Directed by David O. Russell
Starring: Robert DeNiro, Bradley Cooper, and Jennifer Lawrence
I didn’t read this novel when it came out, it seemed impenetrable. Regardless, I wanted to see this movie but didn’t want to see it, because Bradley Cooper doesn’t really hold water for me, until now. He’s pretty badass, and this performance goes a long way in convincing doubting Debbie’s like me. Little known fact, I worked as the office Production Assistant on ‘Flirting With Disaster’, David O. Russell’s second feature. It wasn’t much fun, I was unhappy in life, and going to the set every day was strange. Josh Brolin was a very nice man, Patricia Arquette hugged me when I brought her backpack to her hotel, and Ben Stiller never recognized my existence. George Segal however, was hilarious, when he saw my Pete & Pete crew jacket (a kids television show I worked on for three years) he made a joke about me being retarded. It doesn’t sound funny now, or maybe it does. Trust me, it was then.
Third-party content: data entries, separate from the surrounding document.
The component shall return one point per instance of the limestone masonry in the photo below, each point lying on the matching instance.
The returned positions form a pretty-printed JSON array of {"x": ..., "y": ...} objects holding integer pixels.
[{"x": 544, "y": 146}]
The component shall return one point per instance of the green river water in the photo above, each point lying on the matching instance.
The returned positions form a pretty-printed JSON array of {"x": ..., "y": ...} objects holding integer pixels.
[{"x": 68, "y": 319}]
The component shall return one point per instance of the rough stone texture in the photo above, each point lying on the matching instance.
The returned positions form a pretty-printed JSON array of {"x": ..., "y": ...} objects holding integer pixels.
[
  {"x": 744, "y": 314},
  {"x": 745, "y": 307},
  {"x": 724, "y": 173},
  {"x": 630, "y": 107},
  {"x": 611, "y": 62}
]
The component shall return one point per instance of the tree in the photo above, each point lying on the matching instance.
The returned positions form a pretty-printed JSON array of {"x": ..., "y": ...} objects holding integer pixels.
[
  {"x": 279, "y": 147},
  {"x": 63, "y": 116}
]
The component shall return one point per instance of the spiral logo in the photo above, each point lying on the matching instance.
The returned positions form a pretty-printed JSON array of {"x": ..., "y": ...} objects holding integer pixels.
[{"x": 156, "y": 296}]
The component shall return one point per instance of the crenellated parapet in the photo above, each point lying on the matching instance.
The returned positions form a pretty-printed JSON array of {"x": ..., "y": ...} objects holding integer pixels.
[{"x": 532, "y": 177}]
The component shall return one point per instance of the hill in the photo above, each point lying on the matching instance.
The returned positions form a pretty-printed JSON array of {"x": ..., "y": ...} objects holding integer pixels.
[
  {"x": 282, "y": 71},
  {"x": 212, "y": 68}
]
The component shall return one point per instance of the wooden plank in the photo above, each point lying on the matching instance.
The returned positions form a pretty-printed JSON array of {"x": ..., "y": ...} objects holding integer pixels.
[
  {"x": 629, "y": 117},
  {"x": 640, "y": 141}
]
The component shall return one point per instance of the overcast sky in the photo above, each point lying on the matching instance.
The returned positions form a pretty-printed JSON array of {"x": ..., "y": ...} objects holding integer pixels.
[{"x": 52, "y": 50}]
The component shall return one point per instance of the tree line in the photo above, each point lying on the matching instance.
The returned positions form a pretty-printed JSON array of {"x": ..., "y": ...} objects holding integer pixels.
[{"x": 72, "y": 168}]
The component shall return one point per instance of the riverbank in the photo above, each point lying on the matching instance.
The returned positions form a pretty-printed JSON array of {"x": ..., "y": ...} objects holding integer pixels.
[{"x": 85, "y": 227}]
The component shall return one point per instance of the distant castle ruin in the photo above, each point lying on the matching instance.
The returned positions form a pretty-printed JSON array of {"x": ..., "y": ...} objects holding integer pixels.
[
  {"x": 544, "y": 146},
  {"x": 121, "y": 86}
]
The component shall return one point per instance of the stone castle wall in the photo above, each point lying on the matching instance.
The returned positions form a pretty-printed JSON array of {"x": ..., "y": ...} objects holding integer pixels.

‘Silver Linings Playbook’ has all of DOR’s wild energy, which you find in ‘Three Kings’, and the ‘Fighter’ (when Christian Bale runs out of the crack house and jumps two stories into a dumpster, or the girl fight on the front porch), you know where he starts a scene and everyone is talking at once, and won’t shut up until someone gets slapped. DeNiro basically steals this movie, and it’s the second time this week that he’s done it for me. I watched ‘Being Flynn’ the other night, another adaptation (sad, sad, sad), and DeNiro marches through the movie basically doing a sober Max Cady, “you think you’re better than me?” So great!
When DeNiro and Cooper get punch happy, it’s hilarious, and Cooper’s character finally screws up DeNiro’s bookmaking scheme, and Jennifer Lawrence swoops down to help, and it’s like watching a school yard rumble roll through the furniture section of Macy’s. DeNiro plays the sad and broken down father to Cooper’s crazy as a shithouse rat son. Jennifer Lawrence reminded me of Buffalo ’66, which I happened to watch the other night. And! There is ballroom dancing, but it is such an afterthought to Jennifer Lawrence running down the street.
Cooper is a sly actor, he totally steps aside and lets the real talent shine, John Ortiz (underrated) and Jennifer Lawrence feed off him. In my novice estimation, an actor’s performance goes up a notch when he or she shuts up and lets the scene come to them. Cooper does this over and over. The scene that made the movie for me, and I roared for a long time after it happened, Cooper and Lawrence are running down a suburban street arguing about a plot point that you need to see yourself, and they stop to catch their breath. (Cooper’s character is a fitness nut) Midway through the scene he spits on the ground, (a thing guys do when they are doing some athletic thing and they are outside, it just happens, we spit on the ground), Lawrence gets offended and spits at Cooper’s feet. And then they take off running; it’s a golden moment. I can’t spoil this movie for you, even if you haven’t read this book, go see this movie. It’s tears, in a good way.